Four years to the day after joining forces with UNICEF's Child Friendly Cities Initiative,  Minneapolis has learned it has been officially named a Child Friendly City.

What Steps Did Minneapolis Take To Earn This Designation?

According to UNICEF, the Minneapolis Health Department and Youth Coordinating Board worked collaboratively with city leaders, government agencies, service providers, nonprofits, and youth and families to work towards becoming a Child Friendly City. Working with youth and families was vital.

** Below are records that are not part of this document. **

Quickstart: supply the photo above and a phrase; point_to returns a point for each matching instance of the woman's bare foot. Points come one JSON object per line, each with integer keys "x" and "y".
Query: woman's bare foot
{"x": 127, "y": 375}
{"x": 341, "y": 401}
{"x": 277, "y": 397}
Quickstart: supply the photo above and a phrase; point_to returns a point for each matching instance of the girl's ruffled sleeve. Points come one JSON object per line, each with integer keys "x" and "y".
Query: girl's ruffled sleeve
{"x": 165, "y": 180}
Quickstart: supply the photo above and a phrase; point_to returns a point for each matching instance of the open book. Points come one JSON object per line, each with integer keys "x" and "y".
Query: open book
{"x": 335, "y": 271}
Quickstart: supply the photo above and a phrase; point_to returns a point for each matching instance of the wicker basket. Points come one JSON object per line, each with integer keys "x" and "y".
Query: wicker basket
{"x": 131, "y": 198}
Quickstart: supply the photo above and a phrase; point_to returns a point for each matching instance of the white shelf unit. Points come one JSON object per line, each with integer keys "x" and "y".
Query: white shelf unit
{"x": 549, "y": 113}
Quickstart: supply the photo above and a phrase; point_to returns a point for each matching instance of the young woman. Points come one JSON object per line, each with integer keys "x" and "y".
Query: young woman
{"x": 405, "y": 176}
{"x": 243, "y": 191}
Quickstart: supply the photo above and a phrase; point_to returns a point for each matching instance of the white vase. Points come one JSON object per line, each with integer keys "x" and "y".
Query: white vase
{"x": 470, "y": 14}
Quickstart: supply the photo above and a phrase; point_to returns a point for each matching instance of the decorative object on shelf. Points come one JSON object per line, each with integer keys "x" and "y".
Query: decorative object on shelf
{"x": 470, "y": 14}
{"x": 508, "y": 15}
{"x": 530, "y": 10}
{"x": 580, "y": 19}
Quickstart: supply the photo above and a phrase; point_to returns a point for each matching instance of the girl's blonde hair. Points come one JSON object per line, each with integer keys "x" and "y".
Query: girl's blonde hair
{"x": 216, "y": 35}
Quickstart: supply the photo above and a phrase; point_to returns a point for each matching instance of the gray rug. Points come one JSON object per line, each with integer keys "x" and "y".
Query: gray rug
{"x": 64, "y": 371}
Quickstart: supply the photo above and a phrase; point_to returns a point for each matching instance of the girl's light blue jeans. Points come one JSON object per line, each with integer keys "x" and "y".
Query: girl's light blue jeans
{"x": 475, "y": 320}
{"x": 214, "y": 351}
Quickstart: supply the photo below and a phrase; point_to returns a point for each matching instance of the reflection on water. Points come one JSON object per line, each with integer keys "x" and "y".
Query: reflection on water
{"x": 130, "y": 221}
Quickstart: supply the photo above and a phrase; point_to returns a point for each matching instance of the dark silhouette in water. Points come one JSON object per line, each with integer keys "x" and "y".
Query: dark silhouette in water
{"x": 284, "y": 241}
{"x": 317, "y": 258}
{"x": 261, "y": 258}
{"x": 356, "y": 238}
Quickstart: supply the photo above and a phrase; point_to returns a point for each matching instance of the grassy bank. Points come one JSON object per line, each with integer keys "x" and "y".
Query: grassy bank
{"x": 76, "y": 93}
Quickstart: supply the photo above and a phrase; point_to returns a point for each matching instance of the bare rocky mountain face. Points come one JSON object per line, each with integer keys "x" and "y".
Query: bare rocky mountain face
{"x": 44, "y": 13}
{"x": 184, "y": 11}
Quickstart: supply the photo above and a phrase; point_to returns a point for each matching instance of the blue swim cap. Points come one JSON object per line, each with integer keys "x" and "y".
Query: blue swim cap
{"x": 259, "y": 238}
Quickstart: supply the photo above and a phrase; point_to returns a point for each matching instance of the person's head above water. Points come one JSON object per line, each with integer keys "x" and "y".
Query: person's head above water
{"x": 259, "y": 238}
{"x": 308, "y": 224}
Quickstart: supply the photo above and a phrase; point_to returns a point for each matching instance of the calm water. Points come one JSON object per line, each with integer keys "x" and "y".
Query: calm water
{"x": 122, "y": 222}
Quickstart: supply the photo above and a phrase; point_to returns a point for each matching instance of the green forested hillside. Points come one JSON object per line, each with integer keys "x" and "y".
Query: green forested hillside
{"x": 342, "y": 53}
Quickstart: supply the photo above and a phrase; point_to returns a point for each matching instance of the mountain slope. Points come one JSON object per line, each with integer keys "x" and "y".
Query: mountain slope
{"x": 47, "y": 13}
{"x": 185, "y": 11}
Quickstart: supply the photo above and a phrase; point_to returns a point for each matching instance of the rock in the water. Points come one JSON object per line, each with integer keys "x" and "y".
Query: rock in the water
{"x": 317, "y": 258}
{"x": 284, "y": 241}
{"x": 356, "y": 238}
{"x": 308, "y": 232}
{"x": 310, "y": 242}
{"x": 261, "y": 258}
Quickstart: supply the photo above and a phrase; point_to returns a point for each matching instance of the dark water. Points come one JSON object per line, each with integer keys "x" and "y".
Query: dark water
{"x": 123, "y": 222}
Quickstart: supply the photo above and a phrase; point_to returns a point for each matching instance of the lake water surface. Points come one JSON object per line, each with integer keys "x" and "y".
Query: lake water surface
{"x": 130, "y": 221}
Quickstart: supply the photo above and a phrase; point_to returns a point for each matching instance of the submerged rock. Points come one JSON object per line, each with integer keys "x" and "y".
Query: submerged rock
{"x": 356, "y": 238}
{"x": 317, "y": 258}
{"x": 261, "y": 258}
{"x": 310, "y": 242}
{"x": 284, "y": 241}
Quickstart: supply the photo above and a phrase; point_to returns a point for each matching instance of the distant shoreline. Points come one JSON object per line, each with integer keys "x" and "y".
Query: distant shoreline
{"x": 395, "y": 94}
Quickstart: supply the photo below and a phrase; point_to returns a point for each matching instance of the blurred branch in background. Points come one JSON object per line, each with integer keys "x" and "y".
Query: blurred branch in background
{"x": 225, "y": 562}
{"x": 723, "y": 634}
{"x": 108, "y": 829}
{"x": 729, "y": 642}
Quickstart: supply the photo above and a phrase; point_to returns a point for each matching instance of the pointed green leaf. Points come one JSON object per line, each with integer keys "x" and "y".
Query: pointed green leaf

One of the first steps taken was to create a local action plan. The City of Minneapolis's plan highlights four top priorities:

  1. Emergency management and preparedness planning. This was made a priority in the wake of three recent events, the Francis Drake Hotel fire in 2019, the COVID-19 pandemic, and the murder of George Floyd by Minneapolis police in 2020 and the resulting racial reckoning.
  2. Youth voice in decision-making spaces. Minneapolis set out to increase youth participation on city boards, commissions, and committees.
  3. Community safety. In October 2023, young people conducted interviews with over 100 of their peers for a Community Safety Report produced by the Minneapolis Youth Coordinating Board (YCB). The report was the first step in providing recommendations to the city regarding important community safety work.
  4. Child rights education. In 2023, Minneapolis expanded its popular Reach Out and Read Minnesota initiative, distributing free books to children and their parents via hospitals and health clinics in Hennepin County. Some of the books introduced the concept of children's rights as outlined in the United Nations Convention on the Rights of the Child: every child, no matter where they are born or where they live, has the right to food, water, and shelter, to go to school, to be free from violence, to breathe clean air and more.

You can click the button above to read the full report on actions Minneapolis took to earn the Child Friendly City designation. UNICEF notes that while earning the honor is important, everything is not perfect and there is still ongoing work that needs to be done.